We’re delighted to host Prof. Bram Nauta’s IEEE SSCS Society Talk on 27th July 2023 in Tyndall National Institute from 4.00 to 5.30pm.
Dr. Bram Nauta, Distinguished Professor at the University of Twente, the Netherlands, will present a forward-looking talk on his “Transceiver Roadmap for 2035 and Beyond”. In this talk, we will learn from him what the RF transceiver may look like fifteen years from now and what is the research needed to get us there.
You can register Here
During the past decades, wireless communication has made an enormous growth. Triggered by a large R&D effort, the integration of transceivers in CMOS technology has made low cost mass production possible.

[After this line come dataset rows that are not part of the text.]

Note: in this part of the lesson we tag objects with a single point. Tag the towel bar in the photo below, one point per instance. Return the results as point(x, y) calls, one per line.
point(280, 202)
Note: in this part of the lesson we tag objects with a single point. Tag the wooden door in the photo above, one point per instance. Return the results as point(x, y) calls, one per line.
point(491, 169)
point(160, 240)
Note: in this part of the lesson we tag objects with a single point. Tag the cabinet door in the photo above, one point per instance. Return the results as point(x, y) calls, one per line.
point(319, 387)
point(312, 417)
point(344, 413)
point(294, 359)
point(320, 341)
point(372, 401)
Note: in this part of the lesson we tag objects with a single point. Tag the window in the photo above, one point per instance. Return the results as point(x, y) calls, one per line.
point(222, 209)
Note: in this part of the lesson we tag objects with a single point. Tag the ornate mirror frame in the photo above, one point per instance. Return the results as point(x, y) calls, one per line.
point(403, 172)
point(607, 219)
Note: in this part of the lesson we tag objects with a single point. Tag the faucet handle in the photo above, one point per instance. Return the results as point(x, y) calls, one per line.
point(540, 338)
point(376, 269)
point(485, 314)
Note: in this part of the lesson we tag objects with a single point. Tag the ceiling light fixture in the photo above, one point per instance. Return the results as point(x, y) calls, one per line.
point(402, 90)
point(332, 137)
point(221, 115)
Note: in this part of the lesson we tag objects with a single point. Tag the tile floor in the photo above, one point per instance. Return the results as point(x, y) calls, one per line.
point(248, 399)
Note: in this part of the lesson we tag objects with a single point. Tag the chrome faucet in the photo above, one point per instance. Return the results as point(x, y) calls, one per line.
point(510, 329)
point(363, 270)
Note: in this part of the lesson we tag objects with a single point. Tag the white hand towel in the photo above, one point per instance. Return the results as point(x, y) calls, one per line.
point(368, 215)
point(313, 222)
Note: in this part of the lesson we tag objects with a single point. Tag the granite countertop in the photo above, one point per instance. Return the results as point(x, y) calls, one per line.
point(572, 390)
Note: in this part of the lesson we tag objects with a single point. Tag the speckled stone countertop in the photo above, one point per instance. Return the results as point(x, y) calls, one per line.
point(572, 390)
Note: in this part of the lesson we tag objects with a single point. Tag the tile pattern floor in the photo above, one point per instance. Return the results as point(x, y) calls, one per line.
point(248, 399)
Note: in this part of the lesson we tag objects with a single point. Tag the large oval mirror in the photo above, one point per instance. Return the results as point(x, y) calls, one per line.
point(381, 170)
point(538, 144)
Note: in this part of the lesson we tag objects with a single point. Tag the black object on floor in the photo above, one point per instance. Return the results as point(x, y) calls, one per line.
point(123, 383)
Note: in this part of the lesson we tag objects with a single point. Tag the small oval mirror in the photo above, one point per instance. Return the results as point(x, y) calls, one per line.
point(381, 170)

For many applications like Bluetooth, a single chip CMOS transceiver can now do the job. On the other hand, for complex transceivers like in modern smartphones, still more discrete RF components such as filters, switches and diplexers are being added to protect the transceiver from strong interferers which are often produced by the device itself. To satisfy the future bandwidth hunger, the number of frequency bands will further increase, modulation schemes will become more complex, more antennas will be used and carrier aggregation will be the norm. To limit the number of discrete RF components, linearity of the transceivers is key.
Since more computing power will be needed in future transceivers as well, newer CMOS technologies are also wanted. CMOS technology will scale in favour of fast-switching digital circuits, but not for classical analog functions, like amplifiers.
For the next fifteen years, re-thinking of basic circuits and systems will be needed to make highly integrated linear transceivers, in a technology that is designed for digital circuits.